Under the terms of the Agreement, LogMeIn shareholders will receive $86.05 in cash for each share of LogMeIn’s common stock they hold. This consideration represents a premium of approximately 25% to LogMeIn’s unaffected closing stock price on September 18, 2019, the last trading day before a media report was published speculating about a potential sale process. The Board of Directors of LogMeIn approved the Agreement and recommended that shareholders vote in favor of the transaction.
“This transaction acknowledges the significant value of LogMeIn and provides our stockholders with a meaningful and certain cash offer at a compelling premium,” said Bill Wagner, President and Chief Executive Officer of LogMeIn. “Together, Francisco Partners and Evergreen are committed to addressing the unique needs of both our core and growth assets. We believe our partnership with Francisco Partners and Evergreen will help put us in a position to deliver the operational benefits needed to achieve sustained growth over the long term.”
“LogMeIn has a compelling product portfolio and leadership in the Unified Communications and Collaboration, Identity, and Digital Engagement markets,” said Andrew Kowal, Senior Partner at Francisco Partners. “We look forward to working with Bill and the leadership team at LogMeIn to accelerate growth and product investment organically and inorganically.”
“This investment builds on the strength of our infrastructure and security software franchise and we are thrilled to partner with the company to achieve its long-term strategic vision,” added Dipanjan “DJ” Deb, co-founder and CEO of Francisco Partners.
“We have deep appreciation for the LogMeIn franchise and leadership team from our long-term involvement in the business,” said Elliott Partner Jesse Cohn and Portfolio Manager Jason Genrich. “We look forward to partnering with Bill and the entire executive leadership team alongside Francisco Partners on the next phase of growth and value creation for LogMeIn as a private company.”
Christine Wang, Principal at Francisco Partners also commented, “We are excited to invest in LogMeIn and support its mission to deliver best-in-class software solutions to the modern workforce.”
The transaction is expected to close in mid-2020, subject to customary closing conditions, including the receipt of stockholder and regulatory approvals.
The definitive agreement for the transaction includes a customary 45-day “go-shop” period which permits LogMeIn and its advisors to actively solicit alternative acquisition proposals, and potentially enter negotiations with other parties that make alternative acquisition proposals.
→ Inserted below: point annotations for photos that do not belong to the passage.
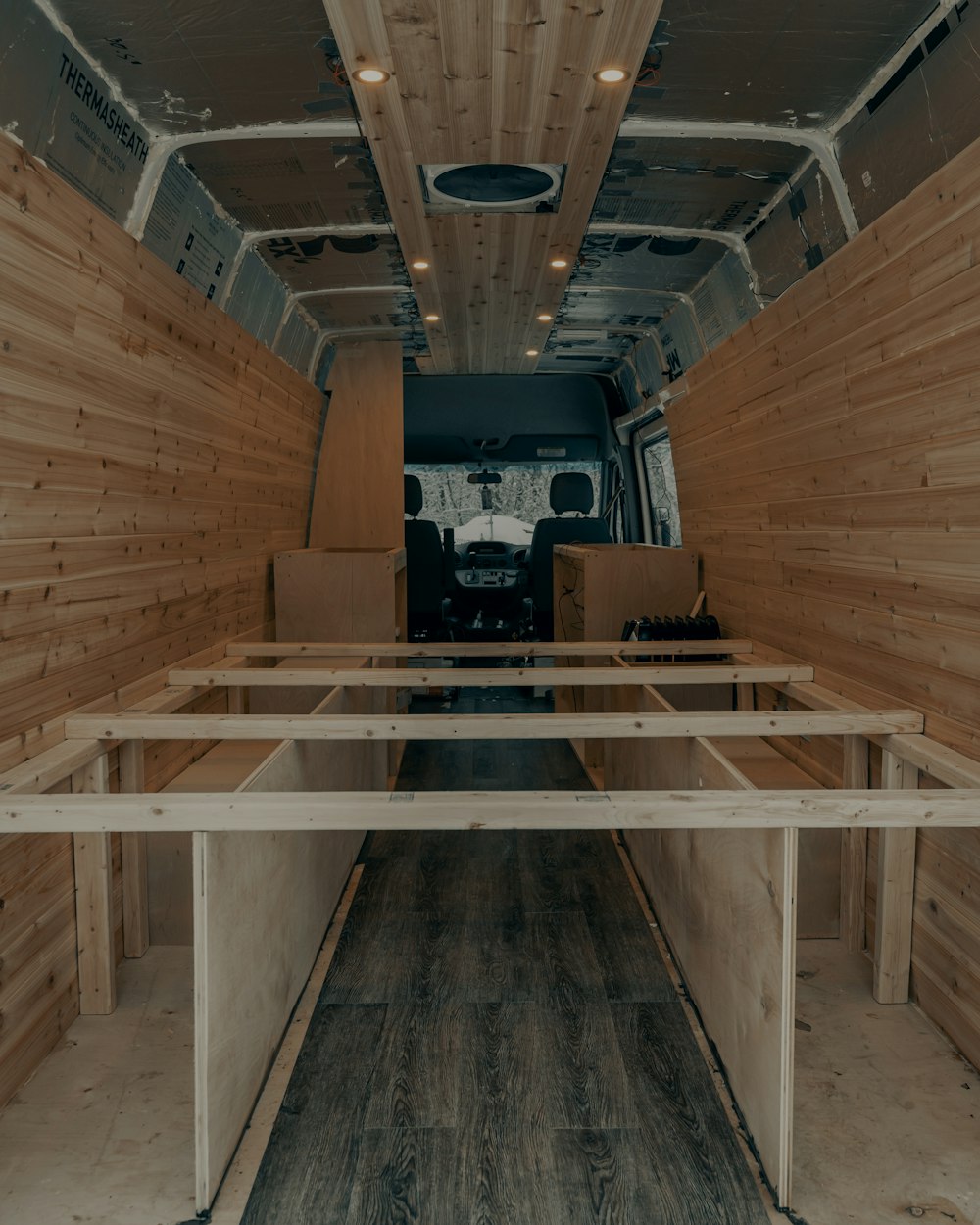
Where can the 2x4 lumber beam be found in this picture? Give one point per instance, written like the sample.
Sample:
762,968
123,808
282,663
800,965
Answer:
854,849
490,677
944,763
896,893
489,726
93,897
480,809
135,883
451,650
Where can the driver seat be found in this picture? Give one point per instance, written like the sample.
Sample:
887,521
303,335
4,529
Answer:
424,566
569,491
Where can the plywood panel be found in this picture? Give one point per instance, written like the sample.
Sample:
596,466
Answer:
152,460
725,903
827,462
263,903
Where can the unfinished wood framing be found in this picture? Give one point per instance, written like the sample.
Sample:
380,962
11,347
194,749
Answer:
93,891
854,851
506,650
495,677
504,809
896,893
490,726
135,900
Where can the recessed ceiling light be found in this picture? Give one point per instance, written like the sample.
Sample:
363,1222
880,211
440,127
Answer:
611,76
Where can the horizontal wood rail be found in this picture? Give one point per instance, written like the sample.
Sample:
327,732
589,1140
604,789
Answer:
481,809
452,650
489,726
494,677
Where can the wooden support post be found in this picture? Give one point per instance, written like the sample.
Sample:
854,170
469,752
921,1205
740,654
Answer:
854,849
135,900
93,902
896,892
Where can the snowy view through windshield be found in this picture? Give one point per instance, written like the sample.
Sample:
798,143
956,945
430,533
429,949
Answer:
517,503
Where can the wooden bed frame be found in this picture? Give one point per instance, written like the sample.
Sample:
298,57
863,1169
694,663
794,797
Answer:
716,854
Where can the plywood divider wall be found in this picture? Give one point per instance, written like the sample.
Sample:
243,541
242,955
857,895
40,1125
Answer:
725,901
827,460
263,905
359,496
152,460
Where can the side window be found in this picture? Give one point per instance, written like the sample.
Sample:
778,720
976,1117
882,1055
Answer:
662,490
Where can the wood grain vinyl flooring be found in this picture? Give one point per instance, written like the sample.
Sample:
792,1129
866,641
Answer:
498,1042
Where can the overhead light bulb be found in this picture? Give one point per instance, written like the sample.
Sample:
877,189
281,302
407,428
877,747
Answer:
611,76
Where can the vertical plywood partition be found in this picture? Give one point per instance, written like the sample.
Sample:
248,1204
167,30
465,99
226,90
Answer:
358,499
725,902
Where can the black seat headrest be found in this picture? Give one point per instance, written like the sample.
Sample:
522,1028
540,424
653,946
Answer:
413,495
571,491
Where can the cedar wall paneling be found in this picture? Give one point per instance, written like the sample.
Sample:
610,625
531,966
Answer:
152,459
828,466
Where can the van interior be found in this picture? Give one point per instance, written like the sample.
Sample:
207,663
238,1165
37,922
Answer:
489,584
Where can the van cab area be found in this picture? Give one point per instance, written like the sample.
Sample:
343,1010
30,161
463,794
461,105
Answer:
489,583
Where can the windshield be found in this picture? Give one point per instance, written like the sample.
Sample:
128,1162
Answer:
514,505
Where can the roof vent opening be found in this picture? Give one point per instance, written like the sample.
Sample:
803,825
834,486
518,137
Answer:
491,186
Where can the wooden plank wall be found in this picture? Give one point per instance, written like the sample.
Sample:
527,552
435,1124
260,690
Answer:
152,460
828,466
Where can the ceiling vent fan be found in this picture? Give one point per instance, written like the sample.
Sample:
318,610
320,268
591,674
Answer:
491,187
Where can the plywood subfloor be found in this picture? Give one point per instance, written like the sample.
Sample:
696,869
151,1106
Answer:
887,1112
498,1039
104,1130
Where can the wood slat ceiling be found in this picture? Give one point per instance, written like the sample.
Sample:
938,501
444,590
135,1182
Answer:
503,82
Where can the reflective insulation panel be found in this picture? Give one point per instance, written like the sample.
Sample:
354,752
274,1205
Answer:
363,312
768,62
324,261
280,185
799,234
723,300
297,342
637,261
189,67
258,299
695,184
917,126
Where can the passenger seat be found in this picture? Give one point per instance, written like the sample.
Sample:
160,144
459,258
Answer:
424,566
569,491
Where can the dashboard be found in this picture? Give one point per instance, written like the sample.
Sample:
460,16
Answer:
486,564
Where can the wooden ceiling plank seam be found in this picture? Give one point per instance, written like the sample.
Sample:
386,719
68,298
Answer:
466,62
362,37
542,106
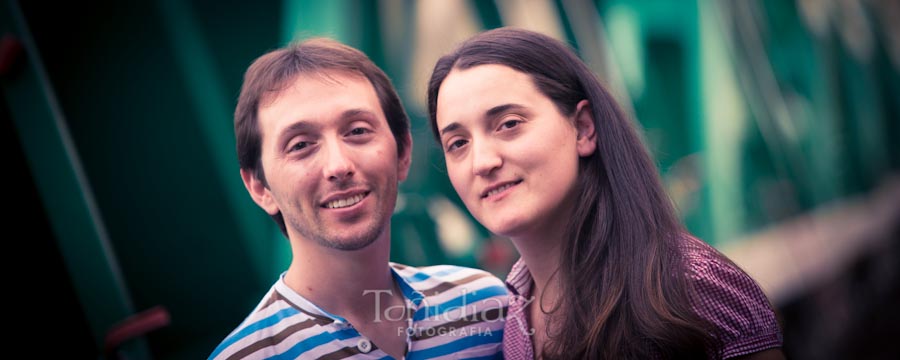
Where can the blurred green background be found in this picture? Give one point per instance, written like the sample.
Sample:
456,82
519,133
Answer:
774,124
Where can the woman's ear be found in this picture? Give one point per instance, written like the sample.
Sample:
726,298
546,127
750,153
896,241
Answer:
584,125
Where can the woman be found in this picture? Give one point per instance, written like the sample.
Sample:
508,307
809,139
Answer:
540,152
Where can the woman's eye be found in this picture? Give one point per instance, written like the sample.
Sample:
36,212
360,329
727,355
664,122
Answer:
456,144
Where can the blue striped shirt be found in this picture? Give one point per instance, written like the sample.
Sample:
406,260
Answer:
457,313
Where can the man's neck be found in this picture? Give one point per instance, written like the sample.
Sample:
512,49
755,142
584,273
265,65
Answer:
336,280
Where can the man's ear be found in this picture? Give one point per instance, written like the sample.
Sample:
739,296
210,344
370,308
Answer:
584,125
259,192
405,159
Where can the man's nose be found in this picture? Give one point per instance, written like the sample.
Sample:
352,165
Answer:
338,163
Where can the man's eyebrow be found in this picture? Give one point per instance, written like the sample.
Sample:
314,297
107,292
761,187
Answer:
356,112
491,113
305,125
451,127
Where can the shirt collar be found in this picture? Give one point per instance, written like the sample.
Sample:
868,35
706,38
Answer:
519,279
411,295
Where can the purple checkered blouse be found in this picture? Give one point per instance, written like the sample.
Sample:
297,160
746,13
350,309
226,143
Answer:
726,297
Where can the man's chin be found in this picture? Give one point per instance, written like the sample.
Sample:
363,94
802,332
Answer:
352,242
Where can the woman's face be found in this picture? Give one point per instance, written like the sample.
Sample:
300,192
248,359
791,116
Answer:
511,155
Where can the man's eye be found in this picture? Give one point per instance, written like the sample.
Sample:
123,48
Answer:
509,124
359,131
456,144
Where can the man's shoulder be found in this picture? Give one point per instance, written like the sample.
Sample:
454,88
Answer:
273,320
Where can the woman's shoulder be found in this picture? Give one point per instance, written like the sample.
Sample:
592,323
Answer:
730,301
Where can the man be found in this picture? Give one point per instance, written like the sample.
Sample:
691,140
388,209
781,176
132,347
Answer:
323,142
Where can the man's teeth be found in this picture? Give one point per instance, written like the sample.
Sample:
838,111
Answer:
499,190
344,202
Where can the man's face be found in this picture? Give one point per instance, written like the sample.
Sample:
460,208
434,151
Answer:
330,160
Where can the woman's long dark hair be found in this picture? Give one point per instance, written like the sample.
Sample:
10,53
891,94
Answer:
621,253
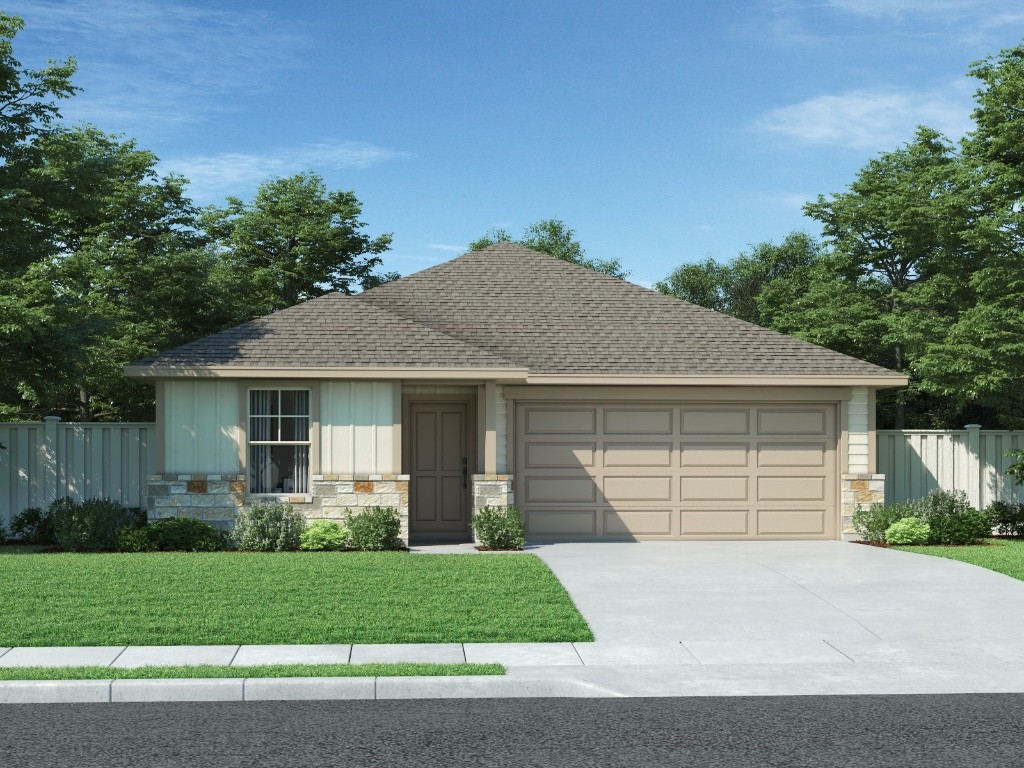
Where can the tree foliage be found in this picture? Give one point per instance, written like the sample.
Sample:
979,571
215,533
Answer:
553,237
921,269
296,241
103,261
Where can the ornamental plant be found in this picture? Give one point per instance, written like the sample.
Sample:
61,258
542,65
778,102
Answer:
499,527
91,525
375,528
173,535
324,536
267,526
908,530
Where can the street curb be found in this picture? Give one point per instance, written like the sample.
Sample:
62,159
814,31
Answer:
269,689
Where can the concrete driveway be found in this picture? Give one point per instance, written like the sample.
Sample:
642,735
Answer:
735,602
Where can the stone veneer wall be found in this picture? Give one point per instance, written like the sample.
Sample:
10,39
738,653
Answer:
334,495
860,489
215,498
492,491
210,498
LogMeIn will have the right to terminate the definitive agreement to accept a superior proposal subject to the terms and conditions of the definitive agreement. There can be no assurance that this process will result in a superior proposal, and LogMeIn does not intend to disclose developments with respect to the solicitation process unless and until its Board of Directors makes a determination requiring further disclosure.
Qatalyst Partners and J.P. Morgan Securities LLC are acting as financial advisors to LogMeIn, and Latham & Watkins LLP is serving as the company’s legal advisor.
Mizuho Bank, Ltd. is acting as lead financial advisor and Barclays, Deutsche Bank Securities, Jefferies LLC, and RBC Capital Markets are acting as co-financial advisors to Francisco Partners and Evergreen with Paul Hastings LLP, Kirkland & Ellis LLP, and Gibson, Dunn & Crutcher LLP serving as legal advisors. Barclays, RBC Capital Markets, Deutsche Bank Securities, Jefferies Finance LLC, and Mizuho Bank, Ltd. have provided committed debt financing for the transaction.